But what we learn from the entire discussion of spiritual gifts is that they are valuable only insofar as they are used to build up the body of Christ through love. For this reason, and since specific instruction about the charismatic gifts is important to avoid both confusion and pride, Paul makes the point that the gift of tongues does not build up the Church unless there is someone to interpret, and so it is the least of the gifts. Moreover, the gifts must always be used in an orderly manner for the good of the assembly: “Let all things be done for edification…. For God is not a God of confusion but of peace” (cf. 14:26-33).
Paul also speaks fairly sternly about the use of the gift of prophecy, indicating that what he has said about the proper control of prophetic speech comes from the Lord: “If any one thinks he is a prophet, or spiritual, he should acknowledge that what I am writing to you is a command of the Lord. If any one does not recognize this, he is not recognized” (14:37-38). Thus even prophets and “the spiritual” are under the authority of the Church.
In another sense, the greatest spiritual gift is the Resurrection of Christ, in that all who die in Christ will also experience the resurrection of their own bodies. Chapter 15 deals with the controversy that was apparently raging through Corinth concerning resurrection of the dead. It is in this chapter that Paul proclaims that if Christ has not been raised from the dead, then “your faith is futile and you are still in your sins”. Moreover:
Then those also who have fallen asleep in Christ have perished. If for this life only we have hoped in Christ, we are of all men most to be pitied.

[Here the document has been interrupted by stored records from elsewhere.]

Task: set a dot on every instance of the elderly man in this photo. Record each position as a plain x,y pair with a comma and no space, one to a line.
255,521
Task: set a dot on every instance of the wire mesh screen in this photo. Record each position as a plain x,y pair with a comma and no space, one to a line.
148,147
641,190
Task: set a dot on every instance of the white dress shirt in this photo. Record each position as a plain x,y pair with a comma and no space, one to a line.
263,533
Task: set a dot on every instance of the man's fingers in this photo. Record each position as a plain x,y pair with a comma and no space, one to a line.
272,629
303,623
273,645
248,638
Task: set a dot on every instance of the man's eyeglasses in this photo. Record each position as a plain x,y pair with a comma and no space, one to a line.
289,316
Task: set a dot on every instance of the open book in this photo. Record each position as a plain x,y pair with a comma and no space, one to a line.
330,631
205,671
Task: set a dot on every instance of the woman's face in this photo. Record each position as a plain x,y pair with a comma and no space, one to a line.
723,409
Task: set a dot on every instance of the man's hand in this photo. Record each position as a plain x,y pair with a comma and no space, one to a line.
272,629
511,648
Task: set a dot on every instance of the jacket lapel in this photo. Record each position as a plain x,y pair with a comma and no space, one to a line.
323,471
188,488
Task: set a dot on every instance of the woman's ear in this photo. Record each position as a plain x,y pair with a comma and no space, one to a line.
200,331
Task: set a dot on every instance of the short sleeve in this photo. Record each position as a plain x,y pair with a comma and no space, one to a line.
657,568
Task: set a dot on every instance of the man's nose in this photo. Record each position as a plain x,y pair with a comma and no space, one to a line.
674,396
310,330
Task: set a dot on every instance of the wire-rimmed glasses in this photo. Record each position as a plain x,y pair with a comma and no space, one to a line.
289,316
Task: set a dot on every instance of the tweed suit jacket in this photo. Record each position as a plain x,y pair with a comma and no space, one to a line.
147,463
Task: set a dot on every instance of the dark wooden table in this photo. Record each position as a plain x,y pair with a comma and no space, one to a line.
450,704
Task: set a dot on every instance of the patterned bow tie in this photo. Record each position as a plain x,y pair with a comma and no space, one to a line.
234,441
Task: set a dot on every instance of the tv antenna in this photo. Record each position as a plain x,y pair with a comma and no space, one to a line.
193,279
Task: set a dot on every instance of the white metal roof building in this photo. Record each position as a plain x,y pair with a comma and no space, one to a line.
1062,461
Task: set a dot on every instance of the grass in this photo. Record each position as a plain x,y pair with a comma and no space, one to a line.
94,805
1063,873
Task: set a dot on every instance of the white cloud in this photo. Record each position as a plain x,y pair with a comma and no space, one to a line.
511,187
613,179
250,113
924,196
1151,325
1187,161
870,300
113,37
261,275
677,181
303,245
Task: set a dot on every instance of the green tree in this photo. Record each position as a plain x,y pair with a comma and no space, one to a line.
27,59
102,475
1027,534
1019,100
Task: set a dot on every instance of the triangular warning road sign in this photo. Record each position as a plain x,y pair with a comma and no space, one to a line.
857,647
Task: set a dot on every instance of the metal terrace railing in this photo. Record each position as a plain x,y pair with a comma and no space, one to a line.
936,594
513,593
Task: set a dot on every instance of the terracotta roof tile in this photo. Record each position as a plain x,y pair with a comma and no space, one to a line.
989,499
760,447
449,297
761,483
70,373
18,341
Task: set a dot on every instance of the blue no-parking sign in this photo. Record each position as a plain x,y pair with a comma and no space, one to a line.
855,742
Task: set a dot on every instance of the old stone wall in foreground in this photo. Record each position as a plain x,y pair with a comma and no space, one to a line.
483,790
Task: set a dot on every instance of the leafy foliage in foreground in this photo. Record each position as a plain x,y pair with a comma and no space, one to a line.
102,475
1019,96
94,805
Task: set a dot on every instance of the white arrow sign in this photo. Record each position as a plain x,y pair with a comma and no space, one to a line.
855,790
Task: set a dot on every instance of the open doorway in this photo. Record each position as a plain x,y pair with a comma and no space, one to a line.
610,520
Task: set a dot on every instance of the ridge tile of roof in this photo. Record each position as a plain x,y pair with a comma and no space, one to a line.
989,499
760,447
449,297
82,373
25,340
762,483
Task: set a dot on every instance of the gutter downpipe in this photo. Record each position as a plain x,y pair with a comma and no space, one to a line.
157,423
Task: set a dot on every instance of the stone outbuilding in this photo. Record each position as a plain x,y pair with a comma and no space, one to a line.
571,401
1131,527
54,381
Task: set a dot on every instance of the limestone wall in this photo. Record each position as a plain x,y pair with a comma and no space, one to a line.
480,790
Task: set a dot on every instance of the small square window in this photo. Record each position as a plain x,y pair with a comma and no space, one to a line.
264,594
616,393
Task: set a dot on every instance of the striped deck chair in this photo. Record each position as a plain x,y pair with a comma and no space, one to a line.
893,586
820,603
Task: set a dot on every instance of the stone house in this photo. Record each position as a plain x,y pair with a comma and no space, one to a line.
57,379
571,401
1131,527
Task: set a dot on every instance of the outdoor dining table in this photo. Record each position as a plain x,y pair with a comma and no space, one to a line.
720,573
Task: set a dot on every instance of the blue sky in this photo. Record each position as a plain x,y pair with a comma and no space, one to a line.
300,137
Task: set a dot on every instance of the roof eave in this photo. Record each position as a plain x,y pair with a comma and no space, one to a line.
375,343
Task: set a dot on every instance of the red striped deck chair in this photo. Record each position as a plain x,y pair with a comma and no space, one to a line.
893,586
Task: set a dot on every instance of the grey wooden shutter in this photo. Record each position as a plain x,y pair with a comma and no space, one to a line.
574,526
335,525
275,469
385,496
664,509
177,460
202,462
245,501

But in fact Christ has been raised from the dead, the first fruits of those who have fallen asleep. For as by a man came death, by a man has come also the resurrection of the dead. For as in Adam all die, so also in Christ shall all be made alive. [15:20-22]
He concludes the chapter with a beautiful reflection on our risen bodies:
Behold! I tell you a mystery. We shall not all sleep, but we shall all be changed, in a moment, in the twinkling of an eye, at the last trumpet. For the trumpet will sound, and the dead will be raised imperishable, and we shall be changed…. Therefore, my beloved brethren, be steadfast, immovable, always abounding in the work of the Lord, knowing that in the Lord your labor is not in vain. [15:51-58, but read the entire chapter]
Reflecting on these spiritual realities after all Paul has told the Corinthians about their shortcomings as worldly Christians, it is no wonder that he exclaims:
If the dead are not raised, “Let us eat and drink, for tomorrow we die.” Do not be deceived: “Bad company ruins good morals.” Come to your right mind, and sin no more. For some have no knowledge of God. I say this to your shame. [15:32-34]
As I mentioned at the outset, all parts of the letter are connected to Paul’s purpose of saying what the Catholic community in Corinth needs to hear: Instead of taking pride in their particular party lines and affiliations and religious practices, they must get over themselves and their worldly sins. As I put it in the introduction, they need to spiritually grow up. The letter concludes, as Paul’s letters often do, with a comment about contributions for other churches, his travel plans, and his final exhortation and greetings. But the central message is one that all of us—including all of us who are proud of our affiliations in the culture wars and the Church wars—need to hear, and to hear again.